道行く人たちも、みんなゲームに出てくる、冒険者達の格好をしている。
長い剣を背中に持った青年や、杖を持った魔法使いの女性、屈強な武闘家や、銀の甲冑を着込んだパラディンもいる。
信じられないが、もうこうなったら夢のゲーム世界を満喫しよう、と鼻歌まじりで石畳を歩く。

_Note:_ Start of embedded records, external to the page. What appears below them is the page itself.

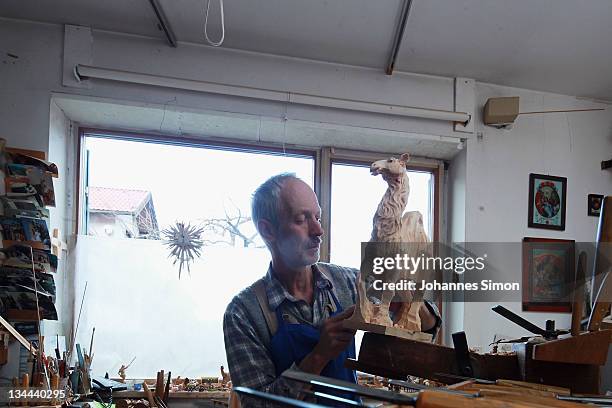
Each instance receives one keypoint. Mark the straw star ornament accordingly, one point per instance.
(185, 244)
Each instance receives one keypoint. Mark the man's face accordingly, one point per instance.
(298, 238)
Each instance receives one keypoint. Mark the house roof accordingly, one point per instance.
(107, 199)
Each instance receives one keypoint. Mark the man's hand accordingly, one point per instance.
(334, 339)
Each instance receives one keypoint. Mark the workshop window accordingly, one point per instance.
(134, 299)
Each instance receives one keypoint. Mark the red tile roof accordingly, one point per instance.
(116, 199)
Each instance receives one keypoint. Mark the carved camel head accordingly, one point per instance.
(392, 169)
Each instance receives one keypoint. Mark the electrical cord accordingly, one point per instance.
(211, 42)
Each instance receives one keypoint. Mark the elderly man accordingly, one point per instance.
(292, 317)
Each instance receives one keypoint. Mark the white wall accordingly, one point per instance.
(26, 83)
(571, 145)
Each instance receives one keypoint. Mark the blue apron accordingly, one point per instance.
(294, 341)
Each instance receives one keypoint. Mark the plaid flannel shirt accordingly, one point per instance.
(247, 337)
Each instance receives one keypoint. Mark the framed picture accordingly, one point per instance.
(548, 274)
(547, 198)
(594, 205)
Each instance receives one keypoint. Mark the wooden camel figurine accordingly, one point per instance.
(394, 228)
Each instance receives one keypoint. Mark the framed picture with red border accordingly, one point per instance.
(547, 201)
(548, 274)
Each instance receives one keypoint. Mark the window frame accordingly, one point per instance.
(195, 142)
(323, 158)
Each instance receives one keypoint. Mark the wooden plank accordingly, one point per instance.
(381, 355)
(24, 342)
(579, 378)
(578, 306)
(586, 348)
(603, 255)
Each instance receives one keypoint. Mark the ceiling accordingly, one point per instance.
(562, 46)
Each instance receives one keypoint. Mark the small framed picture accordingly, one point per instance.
(547, 201)
(594, 204)
(548, 274)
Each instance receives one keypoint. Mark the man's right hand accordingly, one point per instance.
(334, 339)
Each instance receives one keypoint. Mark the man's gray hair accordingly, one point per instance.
(266, 203)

ヨーロッパのような街並みで、行き交う人たちも様々な髪や目の色をしている。
町中の宿屋や、レストラン。武器屋などを見渡しながら、アリサは眉間に皺を寄せる。
(でも、なんだろう……みんな表情が暗くて、町全体の空気が重いわ)
すれ違う人が皆元気がなく、怪我をしている者も多い。
「ちっ……しくじったぜ。
教会で回復してもらわないと……」
「ああ。報酬ももらえないし、最悪だな」
大きな剣を腰に下げた二人の剣士が、体中傷だらけのまま肩を落として歩いている。
「美味しいものでも食べて元気つけたいなぁ……」
「宿屋に帰って休もう」
ローブを着込んだ魔法使い風の女性と、固い甲冑を全身につけたパラディンらしき大男も、疲労からか顔色が悪い。
(みんな冒険者なんだ、戦いばっかりで心も体も疲弊してるみたいね……)
自分とそう歳も変わらない若者達が、みんな疲れ果て傷だらけで行き交うのを目の当たりにして胸が痛い。
綺麗な町並みだというのに、どこか廃れた印象を受けてしまう。
すると目の前に、ギルドと看板がかけられた煉瓦造りの建物が見えた。
窓から室内を覗き込むと、ギルド内は多くの人が集まっており、ガヤガヤと騒がしい。
右も左も分からない状況なので、情報収集でもしようとアリサはギルドの中に足を踏み入れた。